– Слава Богу, что Эра жива, – буркнул Вейнер. Он чувствовал себя предателем и редкой сволочью. И холодок шел по коже от мысли, что из-за собственных незнаний и не желания знать, чуть не схоронил девушку. И просмотрел!
– У вас анатомией, физиологией, патофизиологией кто-нибудь занимается? – спросил у Лири, но судя по взгляду, тот понял не больше, если услышал пару фраз на суахили.
– Лекари, – пояснил мужчина.
– Жрецы, – кивнул. – Им одним дано знать, как лечить светлых. Это очень трудное и серьезное дело. Их детьми учить начинают. Тут же много тонкостей. У каждого рода изначальных свое, а еще есть общее.
– Понятно уже. Этот… Совел, да? Может хотя бы элементарные знания дать?
– Тебе то негоже. У тебя свое, изначальный. Каждый свое место занимать должен.
– Угу. А потом хоронить живых, – проворчал недовольно, но больше собой. И твердо решил, что будет пытать этого Совела, если придется, но базовые знания у него затребует.
Жреца ждали часа три, не меньше. Давно стемнело, а он все шаманил над Эрикой. Это уже серьезно беспокоило. Но вот дверь чуть слышно скрипнула и Совел вышел. Эрлан тут проснулся, встал, будто вовсе не отдыхал минуту назад.

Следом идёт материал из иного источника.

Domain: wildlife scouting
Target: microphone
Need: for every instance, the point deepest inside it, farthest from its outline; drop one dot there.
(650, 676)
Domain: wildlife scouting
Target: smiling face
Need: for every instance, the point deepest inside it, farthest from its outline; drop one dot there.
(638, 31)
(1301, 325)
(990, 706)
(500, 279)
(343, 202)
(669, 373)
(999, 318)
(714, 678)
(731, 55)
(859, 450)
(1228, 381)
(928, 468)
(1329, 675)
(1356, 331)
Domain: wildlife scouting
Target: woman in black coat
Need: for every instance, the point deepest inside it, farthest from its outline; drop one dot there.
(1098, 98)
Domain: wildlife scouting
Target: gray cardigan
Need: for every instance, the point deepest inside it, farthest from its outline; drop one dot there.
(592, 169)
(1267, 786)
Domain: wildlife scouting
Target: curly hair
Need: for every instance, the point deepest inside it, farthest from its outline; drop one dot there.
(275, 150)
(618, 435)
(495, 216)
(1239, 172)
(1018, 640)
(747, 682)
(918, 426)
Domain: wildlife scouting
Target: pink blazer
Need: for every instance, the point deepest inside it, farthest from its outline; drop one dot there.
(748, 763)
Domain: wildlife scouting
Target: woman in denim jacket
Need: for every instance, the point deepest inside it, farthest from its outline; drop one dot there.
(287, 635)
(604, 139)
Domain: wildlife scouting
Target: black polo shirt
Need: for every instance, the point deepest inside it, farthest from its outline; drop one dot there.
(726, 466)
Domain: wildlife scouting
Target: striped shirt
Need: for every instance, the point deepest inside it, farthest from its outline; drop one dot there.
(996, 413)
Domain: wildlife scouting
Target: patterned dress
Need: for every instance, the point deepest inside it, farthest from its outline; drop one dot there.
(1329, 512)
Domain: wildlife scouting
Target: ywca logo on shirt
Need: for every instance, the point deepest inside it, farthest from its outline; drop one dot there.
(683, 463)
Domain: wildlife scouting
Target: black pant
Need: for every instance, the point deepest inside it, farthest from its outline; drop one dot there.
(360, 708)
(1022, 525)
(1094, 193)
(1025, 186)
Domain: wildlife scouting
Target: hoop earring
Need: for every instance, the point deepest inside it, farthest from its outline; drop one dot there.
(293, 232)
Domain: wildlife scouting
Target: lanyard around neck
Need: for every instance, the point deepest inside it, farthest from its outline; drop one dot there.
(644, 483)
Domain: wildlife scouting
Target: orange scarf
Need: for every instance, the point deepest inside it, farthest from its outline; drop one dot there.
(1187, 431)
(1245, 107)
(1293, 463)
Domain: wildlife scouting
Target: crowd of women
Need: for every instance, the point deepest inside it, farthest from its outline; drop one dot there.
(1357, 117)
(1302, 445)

Все стояли и пытали Совела взглядами.
– Положение серьезное. Светлой, придется провести в постели немало времени. Никаких волнений и лишних движений. Я буду рядом. Настой оставил, поить каждый час, – посоветовал Лой. Тот взглядом дал понять, что сделает, и шагнул в комнату.
В помещении пахло влажностью и озоном от горящих травных свечей. Эя спала, выглядела умиротворенной и даже чуть порозовевшей.
Эрлан сел рядом и сложив руки странным образом – одну сжав в кулак, другой ладонью обняв его, закрыл глаза и начал благодарить предков и молить их о дальнейшей помощи.
Вейнер осторожно прошел и сел у окна, стараясь не тревожить ни брата, ни Эрику, и смотрел на нее. Вид был далек от здорового, но на покойницу девушка уже похожа не была. И ему было радостно и печально одновременно. Радостно, что она жива, печаль же ела душу за свое неверие Эрлану и, как выяснилось, не состоятельность как медика. И подумалось, что Эрика была права, отвергнув его, выбрав старшего, а не младшего Лой.
Именно сейчас все его проступки, которые он искренне считал поступками, с полной очевидностью раскрылись перед ним, связались в одно, как звенья цепи. И было стыдно самого себя и горько за недалекость и легкомыслие. Он привык считать себя взрослым, опытным мужчиной, а сейчас понимал, что был глупым самолюбивым мальчишкой, и за его разгильдяйство и пофигизм платили те, кто был ему очень дорог, пожалуй, и дороже его никчемной жизни.